The current Botanic Garden building, opened in 1933 just southwest of the Capitol, is a Lord and Burnham greenhouse - the New York firm that built most of the major American botanical conservatories in the late nineteenth and early twentieth centuries. The structure is divided into eleven rooms simulating different habitats: Garden Court, Rare and Endangered Plants, Plant Exploration, the Orchid House, Medicinal Plants, Desert, Hawaii, Garden Primeval, Plant Adaptation, the Jungle (the largest room, with a second-story catwalk for viewing the canopy from above), and the Children's Garden. Most rooms lack air conditioning. Each is regulated by computer-monitored sensors controlling misting systems, retractable shades, and operable windows. The plants are watered daily by hand. The garden closed for renovations on September 1, 1997, and reopened on December 11, 2001 - four years that allowed the plants to be sorted, with some sent to greenhouses in Florida, some retired to the Production Facility in Southwest, and some, sadly, composted. The garden is supervised by the Architect of the Capitol on behalf of Congress, and is open every day of the year including federal holidays.

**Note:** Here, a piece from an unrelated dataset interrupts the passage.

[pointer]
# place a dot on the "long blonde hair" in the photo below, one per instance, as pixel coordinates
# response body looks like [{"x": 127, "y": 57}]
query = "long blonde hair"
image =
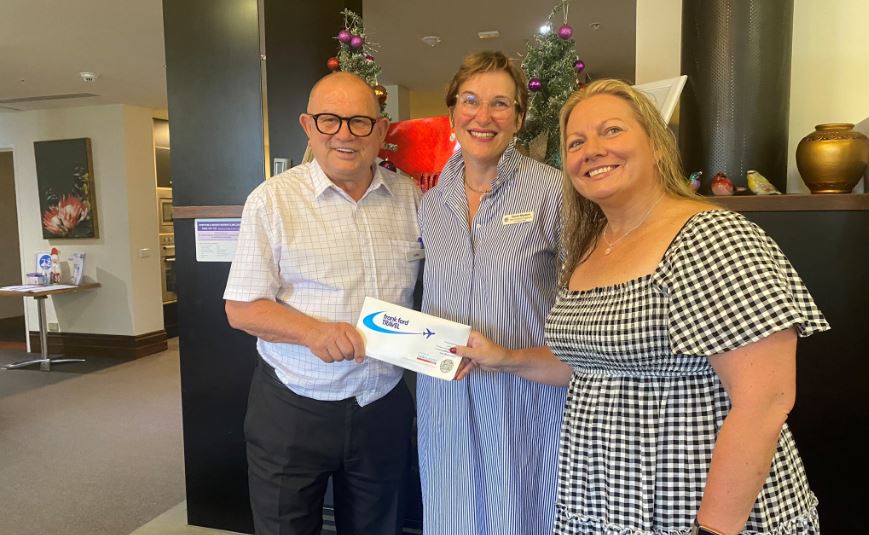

Across Independence Avenue south of the Conservatory lies Bartholdi Park, named for the Bartholdi Fountain at its center. Frederic Auguste Bartholdi, the French sculptor who would later design the Statue of Liberty, made the fountain for the 1876 Centennial Exhibition in Philadelphia. The federal government bought it after the fair, moved it to Washington, and made it the centerpiece of what became the Botanic Garden's outdoor display garden. Bartholdi Park is designed to give home gardeners practical ideas - small structured gardens, color and shape themes, sections certified as a National Wildlife Federation backyard wildlife habitat. The newer National Garden on the Conservatory's west border, completed in October 2006, holds a regional garden of plants native to the Atlantic Coastal Plain and Piedmont, a rose garden, a butterfly garden, and the First Ladies Water Garden, dedicated to the First Ladies of the United States. The Garden also participates in CITES, the international treaty on endangered species, which means the U.S. Customs and Border Protection sends rescued plants - mostly seized orchids and succulents - to the Botanic Garden's expert care.
The United States Botanic Garden sits at 38.8881 degrees N, 77.0117 degrees W, on the southwest grounds of the U.S. Capitol, bordered by Maryland Avenue on the north, First Street on the east, Independence Avenue on the south, and Third Street on the west. From the air the glass-roofed Lord and Burnham Conservatory and the adjoining Bartholdi Park are immediately south of the Capitol Reflecting Pool. Best viewed at 1,500 to 3,000 feet AGL; the entire site lies within the Washington FRZ and the prohibited area P-56A. Nearest airports are Ronald Reagan Washington National (KDCA) 3 nm south, College Park (KCGS) 7 nm northeast, and Washington Dulles (KIAD) 24 nm west.